Grief is one of those things that’s hard for people to understand; most people see how I’m doing on any given day and assume that’s a “sample” of how I’m doing. “You seem like you‘re doing okay,” and “I don’t understand how you’re handling this so well” are the kinds of things people say.
I mean I guess there’s some world in which I became suicidal or an alcoholic or, I dunno, started wearing all black and started playing depressing music all the time. But that’s not this world, thankfully. My point is there’s this expectation that since the approximately worst possible thing that can happen to a parent happened to me, I should be totally destroyed. And yet. I’m not visibly performing “being destroyed.”
There’s two reasons for this. The first is that life just goes on, there are still bills to pay and children to feed (including Nikolas), and you can’t sit around all day and mope if you want to keep your family together.
The second reason is that grief is not an on or off thing. It’s actually pretty weird. Grief is like Pong played in reverse.
In Pong, you bounce a ball around the four sides of the screen, and the ball speeds up as the game goes on.
Imagine grief is the ball.
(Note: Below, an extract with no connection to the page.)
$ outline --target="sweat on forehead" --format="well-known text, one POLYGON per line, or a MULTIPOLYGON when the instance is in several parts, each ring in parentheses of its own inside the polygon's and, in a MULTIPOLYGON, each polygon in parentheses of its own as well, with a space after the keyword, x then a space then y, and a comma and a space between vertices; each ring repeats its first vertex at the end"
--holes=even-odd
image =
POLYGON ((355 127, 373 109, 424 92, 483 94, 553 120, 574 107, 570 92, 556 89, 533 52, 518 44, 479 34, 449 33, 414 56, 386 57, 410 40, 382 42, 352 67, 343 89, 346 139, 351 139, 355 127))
Every time it hits the wall, you get hit with the full emotional force of the tragedy, but over time, the ball slows down. Each impact hits will the same force, but it gradually happens less and less often.
On the first day it is hammering you every minute of every day. The next week it hits you once an hour. A month later it’s a few times a day. And six months later it’s once a week. One day, it will be months or even years since you last felt the pain, but when it does hit, it hits with full power, same as always.
The pain doesn’t get any easier, it just gets more spaced out. And you find a way to keep living in the meantime.